GAN-OPC paired-mask dataset

openlithohub.data.GanOpcDataset exposes the ~4875 paired-PNG training set from Yang et al., GAN-OPC: Mask Optimization with Lithography-guided Generative Adversarial Nets (DAC 2018, doi:10.1145/3195970.3196056; a paywalled TCAD 2020 extension exists but the DAC paper is canonical). Source: https://github.com/phdyang007/GAN-OPC (multi-volume 7z archive, unpacks to ganopc-data/{artitgt,artimsk}/N.glp.png + N.glpOPC.png).

from openlithohub.data import GanOpcDataset

ds = GanOpcDataset("data/ganopc/extracted")  # parent of ganopc-data/
sample = ds[0]
sample.design  # (2048, 2048) torch.float32, {0., 1.}
sample.mask    # (2048, 2048) torch.float32, {0., 1.}

The pairs are (design_layout, OPC_mask) so this dataset is suitable for AI-OPC training and for evaluating mask-optimization models with the standard EPE / PVB / shot-count / MRC metric stack — though no canonical baseline numbers are published here yet.

Differentiable forward models

Two forward models ship in openlithohub._utils. Both are pure PyTorch and auto-differentiable, so they slot directly into ILT optimization loops, AI-OPC training, or any downstream gradient-based pipeline.

Which forward model does which metric use? compute_l2_error and compute_wafer_epe route through Hopkins/SOCS (the partial-coherent path used by the leaderboard). The PV-Band metric (compute_pvband) uses the fast Gaussian PSF approximation, not SOCS — it sweeps dose/focus corners cheaply at the cost of physical fidelity. Treat PVB and L2 as different forward passes; do not assume one validates the other.

Gaussian PSF (default)

simulate_aerial_image(mask, sigma_px, dose=1.0) — a single Gaussian point spread function convolved with the mask. Fast, faithful enough for unit tests and small synthetic patterns, and used as the default in LevelSetILTModel.

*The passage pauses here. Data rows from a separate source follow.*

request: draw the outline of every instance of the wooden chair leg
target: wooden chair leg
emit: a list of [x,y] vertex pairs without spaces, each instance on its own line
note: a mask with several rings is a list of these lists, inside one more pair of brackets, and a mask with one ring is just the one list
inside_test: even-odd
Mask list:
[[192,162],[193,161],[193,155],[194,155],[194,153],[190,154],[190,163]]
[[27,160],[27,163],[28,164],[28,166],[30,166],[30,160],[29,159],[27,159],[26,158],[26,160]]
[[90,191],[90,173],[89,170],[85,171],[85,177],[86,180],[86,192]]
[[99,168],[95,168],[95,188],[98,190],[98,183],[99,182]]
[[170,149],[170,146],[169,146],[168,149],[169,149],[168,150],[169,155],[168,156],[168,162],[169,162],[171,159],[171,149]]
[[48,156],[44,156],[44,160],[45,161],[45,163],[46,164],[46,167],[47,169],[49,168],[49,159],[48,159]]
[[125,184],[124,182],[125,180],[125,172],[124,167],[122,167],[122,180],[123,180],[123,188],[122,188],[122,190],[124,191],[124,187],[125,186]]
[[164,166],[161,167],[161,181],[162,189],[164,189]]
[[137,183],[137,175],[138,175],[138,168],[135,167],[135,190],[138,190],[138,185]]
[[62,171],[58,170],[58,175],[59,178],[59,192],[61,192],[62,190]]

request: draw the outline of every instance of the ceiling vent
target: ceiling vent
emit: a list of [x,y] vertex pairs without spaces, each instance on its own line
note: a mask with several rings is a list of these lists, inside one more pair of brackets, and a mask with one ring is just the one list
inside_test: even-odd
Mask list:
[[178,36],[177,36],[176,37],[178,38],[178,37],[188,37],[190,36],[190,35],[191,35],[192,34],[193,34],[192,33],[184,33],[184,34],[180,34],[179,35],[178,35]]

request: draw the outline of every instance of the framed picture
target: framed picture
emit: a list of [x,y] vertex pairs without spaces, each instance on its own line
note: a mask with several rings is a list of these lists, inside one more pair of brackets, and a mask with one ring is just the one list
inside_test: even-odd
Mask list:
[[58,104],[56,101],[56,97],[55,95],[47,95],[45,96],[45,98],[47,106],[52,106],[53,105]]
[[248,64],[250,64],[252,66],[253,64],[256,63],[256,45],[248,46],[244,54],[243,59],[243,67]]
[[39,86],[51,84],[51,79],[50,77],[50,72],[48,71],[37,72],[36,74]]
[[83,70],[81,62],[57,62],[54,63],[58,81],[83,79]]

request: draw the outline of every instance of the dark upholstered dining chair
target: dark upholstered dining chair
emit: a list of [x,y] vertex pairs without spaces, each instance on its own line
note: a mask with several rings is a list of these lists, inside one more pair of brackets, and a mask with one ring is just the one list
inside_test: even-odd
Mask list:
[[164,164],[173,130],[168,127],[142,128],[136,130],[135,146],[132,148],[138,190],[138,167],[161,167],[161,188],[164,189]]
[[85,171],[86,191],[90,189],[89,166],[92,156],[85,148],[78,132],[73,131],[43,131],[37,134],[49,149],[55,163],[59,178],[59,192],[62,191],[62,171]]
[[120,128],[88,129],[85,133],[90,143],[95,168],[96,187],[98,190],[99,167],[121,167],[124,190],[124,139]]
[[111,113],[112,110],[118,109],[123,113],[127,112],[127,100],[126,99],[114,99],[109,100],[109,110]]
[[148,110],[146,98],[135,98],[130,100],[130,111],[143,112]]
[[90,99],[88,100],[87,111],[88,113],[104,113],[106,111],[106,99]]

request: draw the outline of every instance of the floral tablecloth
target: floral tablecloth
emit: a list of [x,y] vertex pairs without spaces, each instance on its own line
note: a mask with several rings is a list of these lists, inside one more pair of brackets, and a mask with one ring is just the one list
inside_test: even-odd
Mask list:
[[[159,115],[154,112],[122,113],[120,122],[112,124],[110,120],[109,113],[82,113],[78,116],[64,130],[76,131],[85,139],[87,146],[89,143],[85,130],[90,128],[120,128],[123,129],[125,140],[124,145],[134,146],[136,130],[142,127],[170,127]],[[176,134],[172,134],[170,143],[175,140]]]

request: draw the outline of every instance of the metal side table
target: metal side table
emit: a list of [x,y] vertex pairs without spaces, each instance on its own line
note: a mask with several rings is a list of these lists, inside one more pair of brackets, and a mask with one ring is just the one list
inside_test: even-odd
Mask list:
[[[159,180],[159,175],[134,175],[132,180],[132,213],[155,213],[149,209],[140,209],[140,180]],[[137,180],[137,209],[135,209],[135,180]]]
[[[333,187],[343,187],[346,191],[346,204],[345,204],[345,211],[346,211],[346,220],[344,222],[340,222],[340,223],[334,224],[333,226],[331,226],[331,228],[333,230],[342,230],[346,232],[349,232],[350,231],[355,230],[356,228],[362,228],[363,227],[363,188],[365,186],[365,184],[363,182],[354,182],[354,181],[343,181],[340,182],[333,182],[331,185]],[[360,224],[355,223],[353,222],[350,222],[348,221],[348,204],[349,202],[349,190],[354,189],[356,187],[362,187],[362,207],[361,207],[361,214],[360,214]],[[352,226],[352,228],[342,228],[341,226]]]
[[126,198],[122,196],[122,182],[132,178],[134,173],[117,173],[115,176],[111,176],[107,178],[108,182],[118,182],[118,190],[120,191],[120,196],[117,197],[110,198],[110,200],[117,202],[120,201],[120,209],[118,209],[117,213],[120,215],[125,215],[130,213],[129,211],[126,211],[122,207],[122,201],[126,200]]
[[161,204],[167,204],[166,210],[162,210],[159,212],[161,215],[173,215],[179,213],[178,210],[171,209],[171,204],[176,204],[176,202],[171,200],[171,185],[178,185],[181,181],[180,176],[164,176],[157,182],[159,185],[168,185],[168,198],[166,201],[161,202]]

Hopkins partial-coherent imaging (SOCS)

simulate_aerial_image_hopkins(mask, params) implements the Sum-of-Coherent- Systems decomposition of the Hopkins transmission cross coefficient. It captures partial coherence, off-axis illumination, and defocus, which the Gaussian model cannot.

Configurable via HopkinsParams:

Field Default Meaning
wavelength_nm 193.0 Exposure wavelength (193 nm = ArF, 13.5 nm = EUV)
na 1.35 Numerical aperture (image-side)
sigma 0.7 Partial-coherence factor; outer sigma for annular/dipole/quasar
sigma_inner 0.0 Inner sigma for off-axis illumination
pixel_size_nm 1.0 Physical mask pixel size
num_kernels 24 SOCS truncation order
illumination "circular" One of circular, annular, dipole, quasar
dipole_angle_deg 0.0 Pole-pair orientation for dipole/quasar
defocus_nm 0.0 Defocus offset (parabolic phase)

Switch LevelSetILTModel to Hopkins:

from openlithohub._utils import HopkinsParams
from openlithohub.models.levelset_ilt import LevelSetILTModel

model = LevelSetILTModel(
    iterations=200,
    forward_model="hopkins",
    hopkins_params=HopkinsParams(
        wavelength_nm=193.0,
        na=1.35,
        sigma=0.7,
        num_kernels=24,
        pixel_size_nm=2.0,
    ),
)
result = model.predict(design)  # standard PredictionResult

The kernels are computed once and cached per (params, grid_size, device), so iterative ILT loops pay the SVD cost a single time.